This morning I went to buy a lightbulb and some akara, a delicious Sunday morning breakfast treat, basically deep fried beans, so healthy in a protein kind of way, but in Ibadan they don’t give you extra pepe like they did in Abuja, must remember to add some next time!
Anyway, my lightbulb was not in a “nylon” as Nigerians call plastic bags, but just loose in a box in my hand. So a neighbour asked me what I was going to do with it? I thought this a rather ridiculous question so I asked him what he thought I was going to do with it. To this he asked if I was an electrician, no I said but I do know how to change a lightbulb. He then told me that many Nigerian women do not!
This afternoon I met my British friend Rebecca, and over lunch at the lovely Kokodome, relayed the story, she told me that the Nigerian family where she stayed in Ife, called an electrician to change a lightbulb.

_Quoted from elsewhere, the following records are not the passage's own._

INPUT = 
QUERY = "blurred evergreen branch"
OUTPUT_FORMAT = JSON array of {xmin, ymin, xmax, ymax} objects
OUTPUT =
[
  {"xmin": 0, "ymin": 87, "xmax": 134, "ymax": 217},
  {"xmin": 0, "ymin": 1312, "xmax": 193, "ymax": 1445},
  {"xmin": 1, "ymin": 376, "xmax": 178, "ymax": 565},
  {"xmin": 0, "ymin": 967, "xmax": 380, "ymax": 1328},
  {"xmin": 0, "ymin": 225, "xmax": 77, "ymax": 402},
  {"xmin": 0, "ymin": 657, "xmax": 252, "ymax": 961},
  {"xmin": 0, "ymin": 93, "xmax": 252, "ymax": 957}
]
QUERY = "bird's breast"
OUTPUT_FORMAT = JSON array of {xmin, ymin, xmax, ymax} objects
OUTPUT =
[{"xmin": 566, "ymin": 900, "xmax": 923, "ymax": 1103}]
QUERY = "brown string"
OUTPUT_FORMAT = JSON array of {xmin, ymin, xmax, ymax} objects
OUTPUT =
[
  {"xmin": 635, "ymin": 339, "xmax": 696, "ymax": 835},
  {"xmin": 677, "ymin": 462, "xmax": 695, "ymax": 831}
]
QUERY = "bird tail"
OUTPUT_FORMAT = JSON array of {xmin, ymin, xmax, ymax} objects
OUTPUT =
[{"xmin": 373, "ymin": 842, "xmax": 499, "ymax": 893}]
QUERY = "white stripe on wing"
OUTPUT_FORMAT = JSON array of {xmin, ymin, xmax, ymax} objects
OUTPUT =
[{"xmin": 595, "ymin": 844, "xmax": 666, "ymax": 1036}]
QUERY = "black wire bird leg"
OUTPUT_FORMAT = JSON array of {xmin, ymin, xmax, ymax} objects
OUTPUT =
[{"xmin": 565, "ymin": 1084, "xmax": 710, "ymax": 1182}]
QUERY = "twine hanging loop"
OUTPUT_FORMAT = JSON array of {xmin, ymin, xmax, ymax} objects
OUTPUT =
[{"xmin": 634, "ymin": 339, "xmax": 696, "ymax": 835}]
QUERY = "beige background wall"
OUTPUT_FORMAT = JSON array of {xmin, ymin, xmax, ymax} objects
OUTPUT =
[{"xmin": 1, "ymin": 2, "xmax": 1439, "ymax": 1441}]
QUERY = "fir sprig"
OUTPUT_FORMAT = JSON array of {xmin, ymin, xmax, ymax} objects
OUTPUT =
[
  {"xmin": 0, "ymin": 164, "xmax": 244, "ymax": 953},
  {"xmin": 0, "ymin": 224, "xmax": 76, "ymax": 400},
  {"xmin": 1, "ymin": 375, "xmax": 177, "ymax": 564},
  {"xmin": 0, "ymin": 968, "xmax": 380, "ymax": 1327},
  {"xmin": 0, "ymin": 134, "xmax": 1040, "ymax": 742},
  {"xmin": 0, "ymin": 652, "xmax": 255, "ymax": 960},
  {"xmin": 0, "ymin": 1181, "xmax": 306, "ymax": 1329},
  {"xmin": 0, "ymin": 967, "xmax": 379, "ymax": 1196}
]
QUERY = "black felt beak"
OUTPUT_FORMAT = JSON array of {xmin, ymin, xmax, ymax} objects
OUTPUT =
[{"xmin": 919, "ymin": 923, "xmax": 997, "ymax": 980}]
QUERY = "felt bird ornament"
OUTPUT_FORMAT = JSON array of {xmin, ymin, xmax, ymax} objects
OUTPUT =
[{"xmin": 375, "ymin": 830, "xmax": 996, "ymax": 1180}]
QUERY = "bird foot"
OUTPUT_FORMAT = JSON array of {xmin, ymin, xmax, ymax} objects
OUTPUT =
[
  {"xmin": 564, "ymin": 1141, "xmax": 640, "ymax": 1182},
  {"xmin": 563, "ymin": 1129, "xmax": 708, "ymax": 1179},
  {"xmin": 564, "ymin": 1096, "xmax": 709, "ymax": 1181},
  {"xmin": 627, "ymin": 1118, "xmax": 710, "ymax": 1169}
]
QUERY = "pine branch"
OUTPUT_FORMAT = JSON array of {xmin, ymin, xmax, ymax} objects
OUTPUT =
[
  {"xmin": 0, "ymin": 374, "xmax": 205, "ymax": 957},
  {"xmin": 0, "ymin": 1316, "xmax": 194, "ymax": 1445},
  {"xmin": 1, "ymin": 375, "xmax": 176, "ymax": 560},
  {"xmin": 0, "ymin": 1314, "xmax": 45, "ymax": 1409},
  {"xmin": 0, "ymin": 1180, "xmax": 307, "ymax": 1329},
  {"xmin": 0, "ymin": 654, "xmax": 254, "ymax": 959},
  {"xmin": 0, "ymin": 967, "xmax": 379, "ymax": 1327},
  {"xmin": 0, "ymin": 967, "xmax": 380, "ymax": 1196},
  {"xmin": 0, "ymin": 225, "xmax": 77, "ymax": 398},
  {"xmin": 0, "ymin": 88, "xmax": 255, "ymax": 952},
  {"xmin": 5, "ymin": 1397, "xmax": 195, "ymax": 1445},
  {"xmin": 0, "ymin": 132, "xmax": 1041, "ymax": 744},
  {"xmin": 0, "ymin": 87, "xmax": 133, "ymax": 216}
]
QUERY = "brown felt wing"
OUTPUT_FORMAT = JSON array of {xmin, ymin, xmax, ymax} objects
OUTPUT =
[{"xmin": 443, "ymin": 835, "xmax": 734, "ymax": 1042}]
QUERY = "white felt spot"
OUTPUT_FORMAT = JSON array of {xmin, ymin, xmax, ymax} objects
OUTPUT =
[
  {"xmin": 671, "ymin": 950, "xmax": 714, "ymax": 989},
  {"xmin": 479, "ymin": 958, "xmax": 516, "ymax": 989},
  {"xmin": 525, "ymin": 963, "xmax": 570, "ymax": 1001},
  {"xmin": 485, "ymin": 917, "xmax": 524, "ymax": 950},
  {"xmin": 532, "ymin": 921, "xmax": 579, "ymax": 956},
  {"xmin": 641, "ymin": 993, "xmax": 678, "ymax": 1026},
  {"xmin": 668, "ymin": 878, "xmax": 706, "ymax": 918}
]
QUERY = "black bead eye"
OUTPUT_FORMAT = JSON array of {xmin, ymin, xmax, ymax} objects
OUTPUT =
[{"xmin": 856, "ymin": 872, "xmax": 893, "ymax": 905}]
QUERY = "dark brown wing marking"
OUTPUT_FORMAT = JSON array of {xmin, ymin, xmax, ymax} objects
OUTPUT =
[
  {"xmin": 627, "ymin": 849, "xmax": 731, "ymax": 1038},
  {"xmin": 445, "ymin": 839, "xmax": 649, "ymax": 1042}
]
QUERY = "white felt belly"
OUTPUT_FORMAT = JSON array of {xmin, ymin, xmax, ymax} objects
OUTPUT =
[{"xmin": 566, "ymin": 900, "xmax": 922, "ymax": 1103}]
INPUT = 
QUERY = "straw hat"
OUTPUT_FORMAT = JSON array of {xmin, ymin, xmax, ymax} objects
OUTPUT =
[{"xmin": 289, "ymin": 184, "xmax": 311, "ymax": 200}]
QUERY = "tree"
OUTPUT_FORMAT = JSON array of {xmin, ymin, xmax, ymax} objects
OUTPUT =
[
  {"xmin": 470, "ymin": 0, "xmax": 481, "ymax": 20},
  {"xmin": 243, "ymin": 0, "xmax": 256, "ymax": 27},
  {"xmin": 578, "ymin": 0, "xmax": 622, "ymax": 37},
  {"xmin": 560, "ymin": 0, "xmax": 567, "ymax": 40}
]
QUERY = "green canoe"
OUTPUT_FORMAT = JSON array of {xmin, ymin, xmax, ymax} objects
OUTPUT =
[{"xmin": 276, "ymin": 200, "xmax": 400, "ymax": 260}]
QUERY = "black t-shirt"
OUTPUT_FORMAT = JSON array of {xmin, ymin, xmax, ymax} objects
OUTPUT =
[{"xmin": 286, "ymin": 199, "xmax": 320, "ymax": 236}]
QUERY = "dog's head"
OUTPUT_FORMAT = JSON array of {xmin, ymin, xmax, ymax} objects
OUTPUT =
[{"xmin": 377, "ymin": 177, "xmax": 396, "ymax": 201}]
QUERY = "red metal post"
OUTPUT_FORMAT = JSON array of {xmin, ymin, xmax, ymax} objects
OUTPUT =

Now a word of caution, in Nigeria changing a lightbulb is different to changing one in the UK, for a start it happens more often. I have been in Ibadan, for four months, and only have four lightbulbs, I have bought and changed at least three lightbulbs in this time.
Much as its life is significantly shortened by the unreliable, surging power, so is the risky manoeveur of changing it greater, hence I am far more cautious I follow all the rules that I may be a little lax about at home; make sure the switch is off, my hands are dry, and wear shoes with rubber soles while I do it! A quick look at Nigerian wiring and you will see why!